Purpose: The purpose of this paper was to investigate the effect of the oral administration of L-glycine (Gly) on the development of diabetic cataract induced by streptozotocin (STZ) in rats.
Methods: Two groups of male Wistar rats were intraperitoneally injected with a single dose of STZ (65 mg/kg bodyweight). Then, one group of diabetic rats and a control group were administered with 1% of Gly in drinking water for three months, ad libitum. Cataract development was monitored biweekly through ophthalmoscope inspection and was classified into four stages. At the end of 12 weeks, the animals were sacrificed and some biochemical parameters were determined in their lenses. The parameters include advanced glycation end products (AGEs), glycated proteins, total and soluble protein, glutathione (GSH), superoxide dismutase (SOD), catalase (CAT), aldose reductase (AR), and sorbitol dehydrogenase (SDH).
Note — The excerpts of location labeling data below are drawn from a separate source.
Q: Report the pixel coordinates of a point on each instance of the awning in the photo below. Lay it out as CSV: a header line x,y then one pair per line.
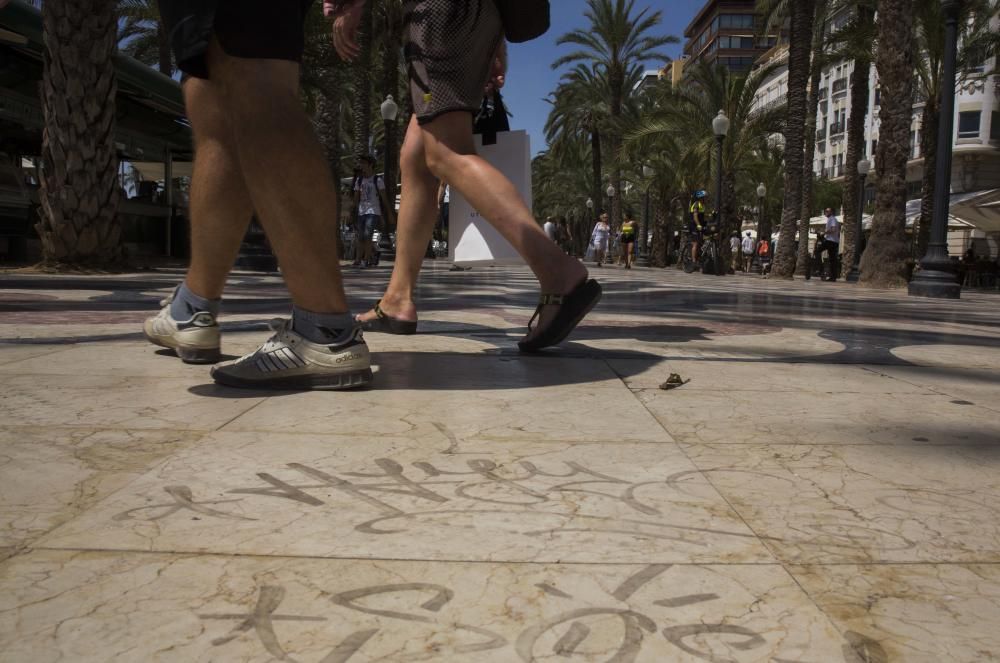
x,y
153,170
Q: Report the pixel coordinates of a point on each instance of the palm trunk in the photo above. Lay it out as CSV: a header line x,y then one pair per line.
x,y
860,89
390,85
595,155
815,72
362,85
800,46
163,50
79,190
884,261
928,150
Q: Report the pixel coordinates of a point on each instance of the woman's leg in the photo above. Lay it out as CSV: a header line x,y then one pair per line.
x,y
414,227
451,156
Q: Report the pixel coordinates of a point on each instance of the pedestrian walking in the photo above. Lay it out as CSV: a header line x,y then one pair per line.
x,y
241,91
746,247
453,50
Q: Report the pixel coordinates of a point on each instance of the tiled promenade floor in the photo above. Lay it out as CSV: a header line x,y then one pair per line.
x,y
826,488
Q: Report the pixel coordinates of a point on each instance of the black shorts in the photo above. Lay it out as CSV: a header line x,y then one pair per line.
x,y
449,48
256,29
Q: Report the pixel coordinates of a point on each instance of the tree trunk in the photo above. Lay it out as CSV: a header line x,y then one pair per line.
x,y
163,50
815,72
860,90
391,52
595,155
79,190
800,46
884,261
928,150
362,85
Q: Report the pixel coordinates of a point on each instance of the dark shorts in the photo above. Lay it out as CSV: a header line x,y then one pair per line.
x,y
449,48
255,29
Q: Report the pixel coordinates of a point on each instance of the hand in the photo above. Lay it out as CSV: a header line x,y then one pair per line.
x,y
345,30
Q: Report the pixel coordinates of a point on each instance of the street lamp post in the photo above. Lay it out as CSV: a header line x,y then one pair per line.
x,y
864,167
935,278
389,111
720,126
761,195
644,252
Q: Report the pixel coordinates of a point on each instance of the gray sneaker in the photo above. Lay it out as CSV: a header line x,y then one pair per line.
x,y
289,361
196,341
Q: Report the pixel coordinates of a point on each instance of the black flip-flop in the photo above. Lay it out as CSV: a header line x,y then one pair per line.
x,y
572,309
387,324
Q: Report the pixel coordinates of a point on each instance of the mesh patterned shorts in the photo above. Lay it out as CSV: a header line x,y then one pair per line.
x,y
449,47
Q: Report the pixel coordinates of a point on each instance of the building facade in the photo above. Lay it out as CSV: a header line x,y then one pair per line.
x,y
725,32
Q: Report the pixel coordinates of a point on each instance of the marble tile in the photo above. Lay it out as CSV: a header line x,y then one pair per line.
x,y
840,504
733,375
949,356
980,386
50,475
915,613
764,417
399,498
12,353
57,606
474,406
125,402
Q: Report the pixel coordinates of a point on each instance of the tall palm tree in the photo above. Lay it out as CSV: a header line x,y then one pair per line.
x,y
580,110
616,42
855,40
801,19
819,61
79,188
684,115
978,43
884,261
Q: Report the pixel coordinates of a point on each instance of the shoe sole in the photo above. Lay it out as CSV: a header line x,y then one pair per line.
x,y
328,382
187,354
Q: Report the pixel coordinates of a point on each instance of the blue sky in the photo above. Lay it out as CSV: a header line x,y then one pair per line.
x,y
530,77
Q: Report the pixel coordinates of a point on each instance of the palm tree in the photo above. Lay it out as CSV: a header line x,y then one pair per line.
x,y
884,261
802,14
855,41
978,42
580,110
142,35
684,115
79,189
616,42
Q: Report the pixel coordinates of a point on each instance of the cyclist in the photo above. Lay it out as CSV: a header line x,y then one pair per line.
x,y
696,222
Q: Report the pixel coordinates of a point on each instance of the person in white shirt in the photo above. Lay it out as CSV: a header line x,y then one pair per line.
x,y
747,248
831,242
550,229
368,190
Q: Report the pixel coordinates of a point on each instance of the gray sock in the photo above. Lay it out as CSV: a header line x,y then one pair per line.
x,y
186,304
323,328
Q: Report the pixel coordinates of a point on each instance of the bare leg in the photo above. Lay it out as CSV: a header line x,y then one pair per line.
x,y
220,205
450,155
286,175
415,225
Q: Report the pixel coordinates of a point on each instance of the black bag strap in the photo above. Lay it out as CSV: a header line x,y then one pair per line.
x,y
524,20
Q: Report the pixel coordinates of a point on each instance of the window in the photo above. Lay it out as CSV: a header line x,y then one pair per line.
x,y
968,124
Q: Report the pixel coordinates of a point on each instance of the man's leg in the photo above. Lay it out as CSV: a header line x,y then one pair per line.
x,y
450,155
286,175
220,204
414,228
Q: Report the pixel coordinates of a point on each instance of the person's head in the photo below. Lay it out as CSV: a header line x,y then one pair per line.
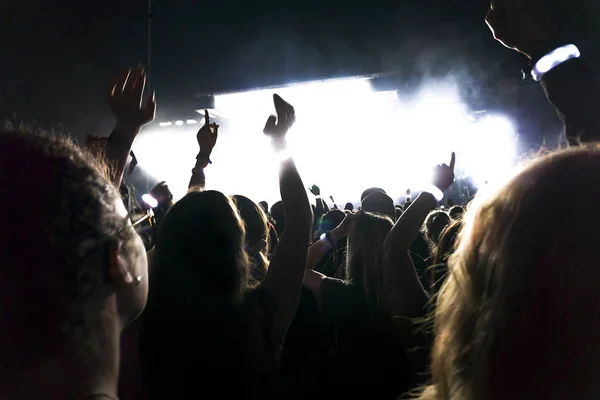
x,y
370,191
200,251
518,315
456,212
71,260
447,241
364,262
435,223
332,219
257,234
265,206
379,203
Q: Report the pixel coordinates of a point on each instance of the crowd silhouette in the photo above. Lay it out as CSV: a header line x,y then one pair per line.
x,y
103,296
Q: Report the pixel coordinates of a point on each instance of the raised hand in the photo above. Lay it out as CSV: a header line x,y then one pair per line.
x,y
207,136
278,126
125,99
314,189
443,175
345,227
161,193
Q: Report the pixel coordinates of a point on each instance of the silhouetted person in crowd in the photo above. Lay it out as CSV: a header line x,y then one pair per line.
x,y
73,275
518,314
257,236
456,212
202,308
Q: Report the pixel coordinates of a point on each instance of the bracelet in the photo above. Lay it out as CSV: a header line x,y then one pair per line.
x,y
553,59
437,194
204,156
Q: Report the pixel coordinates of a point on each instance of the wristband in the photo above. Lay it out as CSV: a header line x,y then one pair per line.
x,y
328,239
435,192
554,59
203,156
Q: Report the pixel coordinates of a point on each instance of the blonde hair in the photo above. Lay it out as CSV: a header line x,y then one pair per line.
x,y
518,315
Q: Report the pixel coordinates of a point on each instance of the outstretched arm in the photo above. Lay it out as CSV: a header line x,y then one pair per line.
x,y
207,138
286,270
405,295
125,99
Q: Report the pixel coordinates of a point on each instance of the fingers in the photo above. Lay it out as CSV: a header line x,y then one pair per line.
x,y
122,83
111,89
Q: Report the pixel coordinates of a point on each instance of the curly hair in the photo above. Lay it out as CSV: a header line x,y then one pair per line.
x,y
57,219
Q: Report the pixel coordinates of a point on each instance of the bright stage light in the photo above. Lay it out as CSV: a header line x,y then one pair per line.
x,y
346,138
151,201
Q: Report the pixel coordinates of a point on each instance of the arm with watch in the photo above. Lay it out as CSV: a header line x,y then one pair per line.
x,y
560,39
404,293
207,138
327,242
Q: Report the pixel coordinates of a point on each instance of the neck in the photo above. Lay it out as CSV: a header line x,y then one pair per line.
x,y
85,367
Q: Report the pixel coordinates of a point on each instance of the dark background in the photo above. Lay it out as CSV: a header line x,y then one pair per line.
x,y
58,56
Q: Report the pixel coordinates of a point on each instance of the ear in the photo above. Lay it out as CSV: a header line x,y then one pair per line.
x,y
118,272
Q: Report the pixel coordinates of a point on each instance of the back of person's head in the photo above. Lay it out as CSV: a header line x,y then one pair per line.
x,y
518,316
257,234
364,263
200,252
65,244
370,191
332,219
447,241
379,203
456,212
435,223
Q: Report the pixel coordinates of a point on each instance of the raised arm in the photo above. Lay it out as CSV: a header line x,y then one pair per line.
x,y
286,270
405,295
207,138
560,40
125,99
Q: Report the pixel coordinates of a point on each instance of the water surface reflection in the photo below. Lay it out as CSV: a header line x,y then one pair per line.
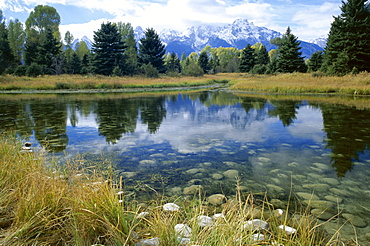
x,y
176,142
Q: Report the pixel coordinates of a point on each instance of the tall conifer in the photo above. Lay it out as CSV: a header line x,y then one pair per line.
x,y
151,50
289,57
108,48
348,45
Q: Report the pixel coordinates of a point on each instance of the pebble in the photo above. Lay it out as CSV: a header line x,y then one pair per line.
x,y
204,221
217,176
183,230
258,237
191,190
149,242
231,174
216,199
172,207
256,225
322,214
355,220
307,196
287,229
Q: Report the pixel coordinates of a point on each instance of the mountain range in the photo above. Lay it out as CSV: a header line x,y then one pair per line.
x,y
237,35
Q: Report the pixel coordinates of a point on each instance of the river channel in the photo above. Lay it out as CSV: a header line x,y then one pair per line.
x,y
315,149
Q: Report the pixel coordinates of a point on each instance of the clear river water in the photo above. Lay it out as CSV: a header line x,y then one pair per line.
x,y
315,147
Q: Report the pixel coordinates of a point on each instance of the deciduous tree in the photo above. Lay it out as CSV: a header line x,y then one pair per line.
x,y
16,37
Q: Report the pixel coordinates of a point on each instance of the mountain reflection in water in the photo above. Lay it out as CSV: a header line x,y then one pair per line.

Some parameters were also determined in the serum and blood of the rats.
Results: Diabetic cataract gradually progressed in the STZ-administered group with no other treatment. Consequently, up to the end of the experiment, 2/3 of the animals in this group reached to the last stage of the cataract (mature cataract). The progress of this process was much slower in the diabetic group that was treated with Gly. At the end of the study, the visual cataract score was significantly lower in the diabetic group treated with Gly compared to those administered with STZ. Some lens parameters, including glycated proteins, AGEs, SOD, and AR activities, were increased while some others, including soluble and total protein, GSH level, and CAT activity, were decreased due to diabetes induction. After Gly treatment, all the above-named parameters had reverse changes except for the CAT activity. The SDH activity in the lenses had no changes due to diabetes or treatment. In addition, this treatment significantly decreased the amount of serum glucose (Glc), serum AGEs, and glycated hemoglobin (HbA1c) in the diabetic rats. Gly also increased the ferric reducing antioxidant power (FRAP) in the serum of diabetic rats. However, the decreased bodyweight of animals due to diabetes induction was not compensated by Gly administration. It is important to note that Gly had no effect on normal rat parameters.
Conclusions: The results indicated that the oral administration of Gly significantly delayed the onset and the progression of diabetic cataract in rats. These effects were due to its antiglycating action and to a lesser extent, due to the inhibition of oxidative stress and polyol pathway.